Australia to introduce streaming quotas
January 30, 2023
By Colin Mann
The Australian government has revealed plans to introduce requirements for Australian screen content on streaming platforms to ensure continued access to local stories and content in the third quarter of 2023 and to commence no later than July 1st 2024.
The proposal is contained in a National Cultural Policy document which notes that there is an increasing consumer trend away from broadcast and subscription television services to online subscription content. “In 2020–21, for the first time, Australians were more likely to have watched an online subscription service than live or recorded free-to-air television,” it says. “The Australian subscription video on-demand market grew nearly fifty per cent in 2021, with estimated total earnings exceeding A$2.4 billion (€1.6bn). These new streaming platforms are producing some high quality Australian content. However, unlike free-to-air broadcasting services and subscription television, these services have no requirements to make Australian content available on their platforms. The ready availability of mass content produced in other countries, particularly the United States, risks drowning out the voices of Australian storytellers” it warns.

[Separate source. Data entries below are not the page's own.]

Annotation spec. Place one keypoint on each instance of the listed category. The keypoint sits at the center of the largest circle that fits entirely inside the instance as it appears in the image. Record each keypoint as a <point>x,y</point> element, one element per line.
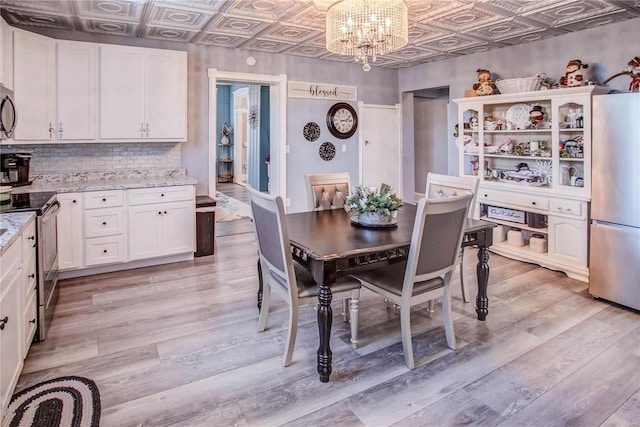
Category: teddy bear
<point>573,76</point>
<point>485,85</point>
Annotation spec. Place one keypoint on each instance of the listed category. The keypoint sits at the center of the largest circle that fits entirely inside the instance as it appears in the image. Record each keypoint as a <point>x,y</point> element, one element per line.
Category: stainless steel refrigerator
<point>614,252</point>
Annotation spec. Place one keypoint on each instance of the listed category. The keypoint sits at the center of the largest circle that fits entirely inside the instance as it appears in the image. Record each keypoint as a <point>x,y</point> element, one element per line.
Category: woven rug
<point>60,402</point>
<point>228,208</point>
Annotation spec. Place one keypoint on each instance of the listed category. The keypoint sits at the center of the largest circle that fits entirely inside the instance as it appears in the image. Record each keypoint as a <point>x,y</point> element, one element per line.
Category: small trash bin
<point>205,225</point>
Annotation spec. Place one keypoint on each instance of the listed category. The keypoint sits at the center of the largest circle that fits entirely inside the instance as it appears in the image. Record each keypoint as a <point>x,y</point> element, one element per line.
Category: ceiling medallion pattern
<point>438,29</point>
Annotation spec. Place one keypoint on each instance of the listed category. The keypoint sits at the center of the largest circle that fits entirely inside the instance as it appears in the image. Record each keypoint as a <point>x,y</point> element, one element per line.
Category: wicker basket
<point>522,84</point>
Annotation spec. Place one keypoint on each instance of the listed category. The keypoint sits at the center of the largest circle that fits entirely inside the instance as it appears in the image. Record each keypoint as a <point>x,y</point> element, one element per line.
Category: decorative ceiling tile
<point>166,33</point>
<point>507,28</point>
<point>264,45</point>
<point>115,10</point>
<point>192,19</point>
<point>288,33</point>
<point>306,50</point>
<point>271,10</point>
<point>438,29</point>
<point>39,19</point>
<point>241,26</point>
<point>221,40</point>
<point>127,29</point>
<point>570,12</point>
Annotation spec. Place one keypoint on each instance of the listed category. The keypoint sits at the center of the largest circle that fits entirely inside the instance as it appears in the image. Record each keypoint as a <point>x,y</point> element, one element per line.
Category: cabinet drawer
<point>29,239</point>
<point>29,316</point>
<point>144,196</point>
<point>103,222</point>
<point>104,250</point>
<point>568,207</point>
<point>103,199</point>
<point>522,200</point>
<point>29,273</point>
<point>10,262</point>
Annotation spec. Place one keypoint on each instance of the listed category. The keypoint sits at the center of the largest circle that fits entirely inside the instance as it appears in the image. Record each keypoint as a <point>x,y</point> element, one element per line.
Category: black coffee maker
<point>15,169</point>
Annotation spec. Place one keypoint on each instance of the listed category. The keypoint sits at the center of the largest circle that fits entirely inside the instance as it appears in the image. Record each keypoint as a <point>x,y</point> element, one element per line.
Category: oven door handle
<point>51,211</point>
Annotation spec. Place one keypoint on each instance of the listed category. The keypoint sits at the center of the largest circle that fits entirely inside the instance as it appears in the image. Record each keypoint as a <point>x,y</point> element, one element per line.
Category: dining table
<point>329,245</point>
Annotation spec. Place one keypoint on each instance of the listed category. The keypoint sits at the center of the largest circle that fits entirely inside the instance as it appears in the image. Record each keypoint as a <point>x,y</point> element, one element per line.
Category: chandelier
<point>367,28</point>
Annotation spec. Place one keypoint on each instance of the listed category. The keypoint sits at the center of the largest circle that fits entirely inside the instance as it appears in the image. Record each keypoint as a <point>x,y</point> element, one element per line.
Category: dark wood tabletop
<point>328,244</point>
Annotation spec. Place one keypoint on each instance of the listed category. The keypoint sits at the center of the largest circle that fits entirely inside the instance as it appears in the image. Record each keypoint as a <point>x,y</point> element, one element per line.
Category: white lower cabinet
<point>558,226</point>
<point>104,230</point>
<point>17,303</point>
<point>161,221</point>
<point>70,244</point>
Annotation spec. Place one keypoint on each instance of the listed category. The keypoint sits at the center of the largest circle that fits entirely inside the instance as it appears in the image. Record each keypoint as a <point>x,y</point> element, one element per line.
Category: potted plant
<point>373,206</point>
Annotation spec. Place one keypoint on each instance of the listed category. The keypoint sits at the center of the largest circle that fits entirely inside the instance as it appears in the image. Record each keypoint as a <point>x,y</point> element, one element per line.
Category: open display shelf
<point>534,163</point>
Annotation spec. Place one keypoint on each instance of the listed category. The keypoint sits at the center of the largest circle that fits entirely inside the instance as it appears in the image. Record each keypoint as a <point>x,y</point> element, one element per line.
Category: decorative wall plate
<point>327,151</point>
<point>311,131</point>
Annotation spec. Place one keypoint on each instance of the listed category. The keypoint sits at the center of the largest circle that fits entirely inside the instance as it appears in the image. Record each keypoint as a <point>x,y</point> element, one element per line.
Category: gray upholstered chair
<point>327,190</point>
<point>439,186</point>
<point>426,273</point>
<point>279,272</point>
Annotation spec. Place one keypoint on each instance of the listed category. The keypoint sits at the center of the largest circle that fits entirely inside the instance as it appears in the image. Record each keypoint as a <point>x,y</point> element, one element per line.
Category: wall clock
<point>342,120</point>
<point>327,151</point>
<point>311,131</point>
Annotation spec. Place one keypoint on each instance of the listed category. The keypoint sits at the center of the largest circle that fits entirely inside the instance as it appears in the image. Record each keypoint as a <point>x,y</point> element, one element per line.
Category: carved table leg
<point>482,271</point>
<point>259,285</point>
<point>325,316</point>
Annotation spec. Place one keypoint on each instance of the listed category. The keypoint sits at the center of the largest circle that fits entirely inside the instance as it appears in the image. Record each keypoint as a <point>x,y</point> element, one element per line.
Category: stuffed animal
<point>573,76</point>
<point>485,85</point>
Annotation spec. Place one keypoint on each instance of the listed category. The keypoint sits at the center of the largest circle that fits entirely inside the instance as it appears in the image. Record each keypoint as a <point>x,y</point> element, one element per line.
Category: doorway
<point>276,117</point>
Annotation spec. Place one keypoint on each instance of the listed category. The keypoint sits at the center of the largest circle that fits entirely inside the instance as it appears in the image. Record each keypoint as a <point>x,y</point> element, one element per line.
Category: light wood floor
<point>177,345</point>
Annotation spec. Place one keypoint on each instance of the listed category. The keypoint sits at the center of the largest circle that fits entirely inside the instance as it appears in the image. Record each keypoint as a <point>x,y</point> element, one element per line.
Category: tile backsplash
<point>73,158</point>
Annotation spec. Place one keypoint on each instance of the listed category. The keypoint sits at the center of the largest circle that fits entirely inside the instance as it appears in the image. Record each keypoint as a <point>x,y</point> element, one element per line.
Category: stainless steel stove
<point>46,207</point>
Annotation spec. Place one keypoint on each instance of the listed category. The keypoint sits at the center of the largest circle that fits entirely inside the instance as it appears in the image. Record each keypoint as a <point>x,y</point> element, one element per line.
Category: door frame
<point>278,125</point>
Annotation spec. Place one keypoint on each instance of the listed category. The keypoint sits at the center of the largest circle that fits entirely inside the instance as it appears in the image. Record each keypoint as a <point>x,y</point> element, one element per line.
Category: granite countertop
<point>14,223</point>
<point>96,181</point>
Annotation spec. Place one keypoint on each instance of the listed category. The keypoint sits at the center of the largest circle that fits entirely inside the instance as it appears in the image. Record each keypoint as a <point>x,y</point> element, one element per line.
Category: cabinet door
<point>145,231</point>
<point>76,91</point>
<point>34,86</point>
<point>121,93</point>
<point>165,95</point>
<point>10,337</point>
<point>69,231</point>
<point>568,240</point>
<point>178,227</point>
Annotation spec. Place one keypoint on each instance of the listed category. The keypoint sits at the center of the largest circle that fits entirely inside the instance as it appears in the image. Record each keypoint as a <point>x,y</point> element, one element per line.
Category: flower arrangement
<point>633,70</point>
<point>372,200</point>
<point>226,129</point>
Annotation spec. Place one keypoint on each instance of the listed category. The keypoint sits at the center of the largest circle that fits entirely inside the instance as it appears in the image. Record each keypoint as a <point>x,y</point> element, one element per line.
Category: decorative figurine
<point>536,115</point>
<point>485,85</point>
<point>573,76</point>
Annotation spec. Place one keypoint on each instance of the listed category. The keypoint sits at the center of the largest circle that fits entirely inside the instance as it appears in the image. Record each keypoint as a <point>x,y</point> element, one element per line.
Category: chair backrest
<point>437,236</point>
<point>272,234</point>
<point>327,190</point>
<point>439,186</point>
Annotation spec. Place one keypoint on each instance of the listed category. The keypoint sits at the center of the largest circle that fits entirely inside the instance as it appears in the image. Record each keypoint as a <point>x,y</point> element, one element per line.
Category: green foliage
<point>371,199</point>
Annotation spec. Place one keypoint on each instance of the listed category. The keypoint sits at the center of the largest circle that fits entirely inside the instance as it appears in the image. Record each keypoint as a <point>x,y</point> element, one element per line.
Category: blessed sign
<point>322,91</point>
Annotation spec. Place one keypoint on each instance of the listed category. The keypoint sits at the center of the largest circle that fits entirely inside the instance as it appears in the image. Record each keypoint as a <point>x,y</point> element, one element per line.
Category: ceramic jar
<point>515,237</point>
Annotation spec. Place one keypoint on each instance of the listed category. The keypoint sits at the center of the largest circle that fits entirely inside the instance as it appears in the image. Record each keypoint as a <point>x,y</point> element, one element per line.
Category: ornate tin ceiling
<point>438,29</point>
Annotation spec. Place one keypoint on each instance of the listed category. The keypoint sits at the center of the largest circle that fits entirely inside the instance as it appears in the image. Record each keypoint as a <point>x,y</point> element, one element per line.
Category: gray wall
<point>606,49</point>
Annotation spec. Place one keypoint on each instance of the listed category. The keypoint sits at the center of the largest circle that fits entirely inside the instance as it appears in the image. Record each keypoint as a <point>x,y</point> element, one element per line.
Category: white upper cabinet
<point>34,86</point>
<point>76,78</point>
<point>143,94</point>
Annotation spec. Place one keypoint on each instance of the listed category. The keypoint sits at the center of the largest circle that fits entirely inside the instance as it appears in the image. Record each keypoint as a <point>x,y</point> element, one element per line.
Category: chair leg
<point>355,306</point>
<point>446,318</point>
<point>463,286</point>
<point>264,307</point>
<point>345,310</point>
<point>291,336</point>
<point>405,331</point>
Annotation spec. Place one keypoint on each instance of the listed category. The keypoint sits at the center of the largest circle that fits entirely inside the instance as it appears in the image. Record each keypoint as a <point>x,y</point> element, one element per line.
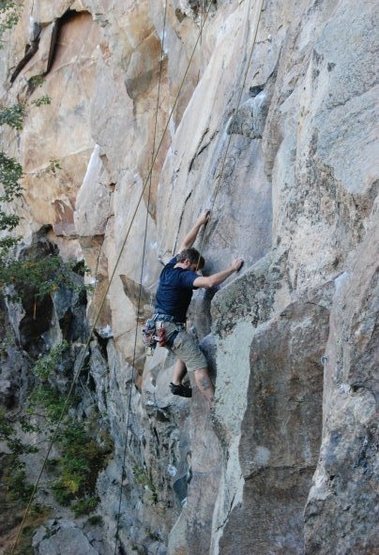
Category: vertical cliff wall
<point>265,114</point>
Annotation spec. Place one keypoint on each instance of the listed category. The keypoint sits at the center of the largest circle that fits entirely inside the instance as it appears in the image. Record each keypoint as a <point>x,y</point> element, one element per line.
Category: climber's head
<point>191,258</point>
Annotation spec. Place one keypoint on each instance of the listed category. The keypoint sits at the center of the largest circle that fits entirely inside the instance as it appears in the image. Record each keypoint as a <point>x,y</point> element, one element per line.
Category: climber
<point>176,283</point>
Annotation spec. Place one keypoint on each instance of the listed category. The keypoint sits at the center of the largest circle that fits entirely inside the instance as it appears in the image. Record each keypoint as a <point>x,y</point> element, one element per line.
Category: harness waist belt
<point>166,318</point>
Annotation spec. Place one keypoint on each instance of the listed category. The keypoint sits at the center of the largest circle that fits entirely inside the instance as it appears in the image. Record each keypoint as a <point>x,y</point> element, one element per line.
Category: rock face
<point>156,112</point>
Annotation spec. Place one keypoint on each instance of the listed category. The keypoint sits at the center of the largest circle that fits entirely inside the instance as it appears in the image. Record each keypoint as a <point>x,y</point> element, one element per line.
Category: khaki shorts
<point>185,347</point>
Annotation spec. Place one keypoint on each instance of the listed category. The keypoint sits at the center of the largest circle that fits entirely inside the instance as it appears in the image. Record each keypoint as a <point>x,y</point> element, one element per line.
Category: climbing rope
<point>83,352</point>
<point>258,17</point>
<point>123,465</point>
<point>221,173</point>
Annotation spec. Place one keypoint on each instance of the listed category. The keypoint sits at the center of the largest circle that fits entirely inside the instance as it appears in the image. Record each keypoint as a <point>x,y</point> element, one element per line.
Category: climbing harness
<point>154,332</point>
<point>160,335</point>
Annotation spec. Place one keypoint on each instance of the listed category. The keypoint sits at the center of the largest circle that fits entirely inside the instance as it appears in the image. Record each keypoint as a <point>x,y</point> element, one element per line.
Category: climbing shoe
<point>181,390</point>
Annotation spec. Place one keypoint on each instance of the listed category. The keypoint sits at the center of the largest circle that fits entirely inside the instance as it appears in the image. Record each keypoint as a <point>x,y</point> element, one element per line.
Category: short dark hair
<point>193,256</point>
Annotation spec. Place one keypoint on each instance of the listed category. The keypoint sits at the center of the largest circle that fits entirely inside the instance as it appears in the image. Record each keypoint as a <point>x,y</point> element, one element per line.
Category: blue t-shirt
<point>174,292</point>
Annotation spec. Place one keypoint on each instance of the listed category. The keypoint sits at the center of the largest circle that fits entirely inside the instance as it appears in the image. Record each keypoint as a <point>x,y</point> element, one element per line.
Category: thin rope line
<point>76,375</point>
<point>219,177</point>
<point>123,466</point>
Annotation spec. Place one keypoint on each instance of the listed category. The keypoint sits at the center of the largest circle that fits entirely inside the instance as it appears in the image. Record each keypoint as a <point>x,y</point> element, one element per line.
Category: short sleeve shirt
<point>175,290</point>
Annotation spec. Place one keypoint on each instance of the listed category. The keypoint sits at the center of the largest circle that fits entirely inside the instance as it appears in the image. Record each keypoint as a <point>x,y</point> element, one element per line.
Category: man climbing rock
<point>176,284</point>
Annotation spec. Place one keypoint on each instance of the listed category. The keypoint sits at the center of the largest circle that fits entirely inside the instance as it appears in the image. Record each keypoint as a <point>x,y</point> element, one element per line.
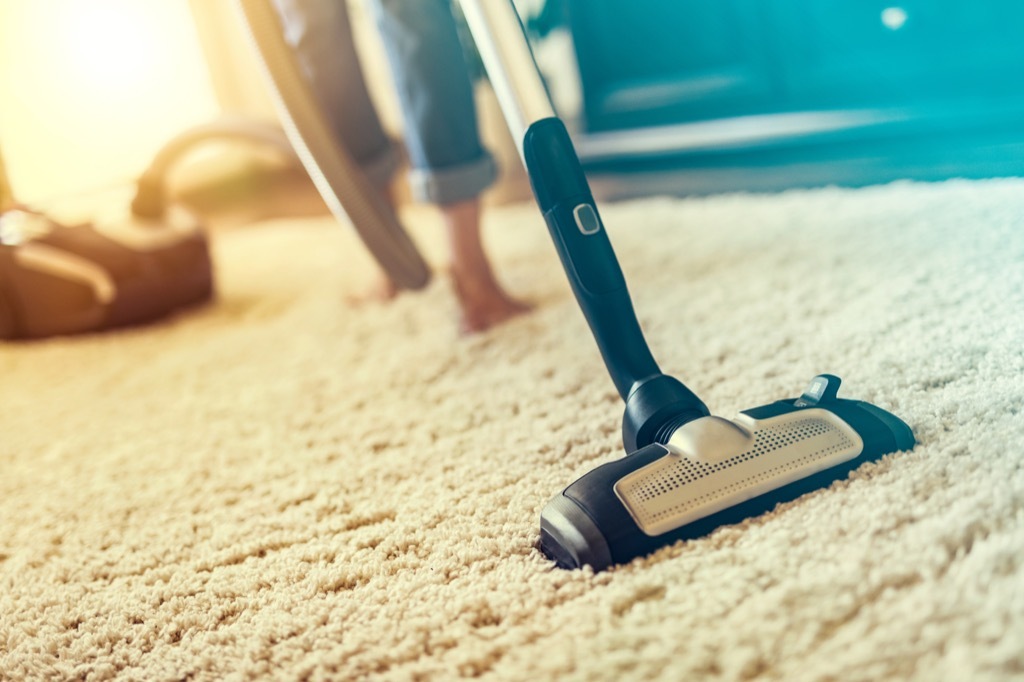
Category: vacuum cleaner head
<point>688,472</point>
<point>713,472</point>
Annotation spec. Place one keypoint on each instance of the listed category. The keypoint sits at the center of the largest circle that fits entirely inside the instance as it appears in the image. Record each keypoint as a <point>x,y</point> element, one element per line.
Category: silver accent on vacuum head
<point>715,464</point>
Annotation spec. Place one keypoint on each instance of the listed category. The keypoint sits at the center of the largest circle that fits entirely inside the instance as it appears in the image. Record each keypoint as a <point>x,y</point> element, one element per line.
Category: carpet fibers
<point>284,484</point>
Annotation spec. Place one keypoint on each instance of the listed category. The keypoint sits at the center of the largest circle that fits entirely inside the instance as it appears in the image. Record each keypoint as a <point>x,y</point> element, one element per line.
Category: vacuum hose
<point>344,187</point>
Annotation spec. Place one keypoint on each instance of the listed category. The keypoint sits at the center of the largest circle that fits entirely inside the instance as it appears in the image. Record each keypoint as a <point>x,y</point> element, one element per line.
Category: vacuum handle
<point>563,195</point>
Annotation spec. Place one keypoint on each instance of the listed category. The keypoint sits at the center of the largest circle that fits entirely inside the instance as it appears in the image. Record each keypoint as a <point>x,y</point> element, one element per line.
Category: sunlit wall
<point>90,89</point>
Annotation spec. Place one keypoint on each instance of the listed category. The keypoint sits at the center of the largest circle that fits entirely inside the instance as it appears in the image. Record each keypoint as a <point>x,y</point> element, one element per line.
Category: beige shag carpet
<point>285,485</point>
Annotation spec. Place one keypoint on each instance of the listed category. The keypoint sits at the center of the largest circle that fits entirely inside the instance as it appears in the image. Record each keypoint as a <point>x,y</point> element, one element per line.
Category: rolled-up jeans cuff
<point>455,183</point>
<point>381,167</point>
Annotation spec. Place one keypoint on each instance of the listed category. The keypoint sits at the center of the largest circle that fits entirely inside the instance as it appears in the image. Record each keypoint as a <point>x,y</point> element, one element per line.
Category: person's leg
<point>450,166</point>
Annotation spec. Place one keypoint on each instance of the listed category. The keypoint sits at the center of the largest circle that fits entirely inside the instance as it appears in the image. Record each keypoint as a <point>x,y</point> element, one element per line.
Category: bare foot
<point>483,301</point>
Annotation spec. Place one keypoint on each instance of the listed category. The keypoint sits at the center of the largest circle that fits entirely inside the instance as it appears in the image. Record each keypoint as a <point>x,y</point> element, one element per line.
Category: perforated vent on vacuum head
<point>676,489</point>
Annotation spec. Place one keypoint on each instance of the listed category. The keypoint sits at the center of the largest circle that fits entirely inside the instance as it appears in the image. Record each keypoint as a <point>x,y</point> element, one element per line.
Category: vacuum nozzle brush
<point>713,472</point>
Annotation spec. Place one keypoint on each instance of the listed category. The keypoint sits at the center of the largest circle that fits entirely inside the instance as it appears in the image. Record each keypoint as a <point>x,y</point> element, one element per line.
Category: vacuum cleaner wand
<point>687,472</point>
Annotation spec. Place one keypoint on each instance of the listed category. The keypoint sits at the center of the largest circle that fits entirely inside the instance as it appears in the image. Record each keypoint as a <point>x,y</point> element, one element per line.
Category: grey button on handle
<point>587,219</point>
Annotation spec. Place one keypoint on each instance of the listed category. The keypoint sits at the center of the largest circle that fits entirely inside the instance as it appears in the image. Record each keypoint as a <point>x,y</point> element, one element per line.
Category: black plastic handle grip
<point>563,195</point>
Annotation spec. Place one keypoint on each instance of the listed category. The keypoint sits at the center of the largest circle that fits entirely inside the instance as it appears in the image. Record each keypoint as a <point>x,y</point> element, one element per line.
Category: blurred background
<point>677,96</point>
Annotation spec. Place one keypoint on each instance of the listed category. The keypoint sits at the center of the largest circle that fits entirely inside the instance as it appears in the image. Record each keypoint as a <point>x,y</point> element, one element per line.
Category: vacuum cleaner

“The Government has committed to take the necessary action so that Australians continue to be able to see and hear quality home-grown content, regardless of which platform they are using. It is important that streaming services invest in key genres, including children’s content, scripted drama and documentaries,” it asserts.
The Minister for the Arts and the Minister for Communications will undertake further consultation with industry in the first half of 2023 on the details of actions to be taken and implementation as part of broader reforms to media legislation.
Trade body Screen Producers Australia (SPA) welcomed the development. “SPA has long advocated for a content obligation of 20 per cent of major streaming platform revenue to be applied to Australian screen stories,” said SPA CEO Matt Deaner. “This will return some of the income generated from Australian subscribers back to the content they want. If done right, this will not only secure our industry but also mark the start of a cultural resurgence in bringing Australian screen stories to audiences here and abroad. That is an incredible legacy to build for the nation.”
“The release of a new National Cultural Policy is a landmark event for Australia’s creative industries, and SPA congratulates Minister Burke and all involved in the development of this. Arts and culture underpin national well-being and cultural identity. As well as being an important economic industry, they help to build a more compassionate and tolerant society. Culture is the core of our nationhood,” added Deaner.
Under the banner of the ‘Make it Australian’ campaign, this proposal has been widely supported across the screen industry and recommended through the findings in combinations of six distinct Government and Parliamentary reviews, with the most recent 2021 Parliamentary inquiry endorsing a 20 per cent investment.
According to the SPA, a revenue requirement fits well with the fluctuating, on-demand nature of streaming and, at 20 per cent, is consistent with the regulation in comparable nations with strong domestic film industries and cultural heritage, such as France and Italy.
It says the benefit of a legislated obligation is the certainty and confidence it will provide to a high-risk industry and in giving Australian audiences guaranteed access to their own stories and culture, irrespective of business decisions being made offshore in the US. Without regulation, a downward trend in Australian screen stories will be unchecked.
“There’s some critical detail now to be negotiated between industry and government that will affect whether this policy delivers what is needed for Australian screen culture and industry,” continued Deaner. “This includes what is counted as ‘Australian content’ and whether that definition meets the objectives of the new Australian National Cultural Policy and public expectations. Getting this right is no simple matter. There’s a world of cultural difference between Pirates of the Caribbean and The Drover’s Wife (pictured), both of which were supported by Australian taxpayers.”
SPA has also advocated for other important integrity measures, including no double-counting across platforms, with each hour of newly commissioned content to only be counted once between different content platforms and a cap of 20 per cent on how much of a content obligation can be allocated within vertically integrated businesses. As an important integrity measure that will avoid distortions to the value of the investment requirement.
SPA also believe that ownership of intellectual property and rights in Australian screen stories should revert to the creator after a fixed period of three years. This keeps Australian stories under Australian creative control and puts a block on the loss of valuable Australian cultural rights overseas.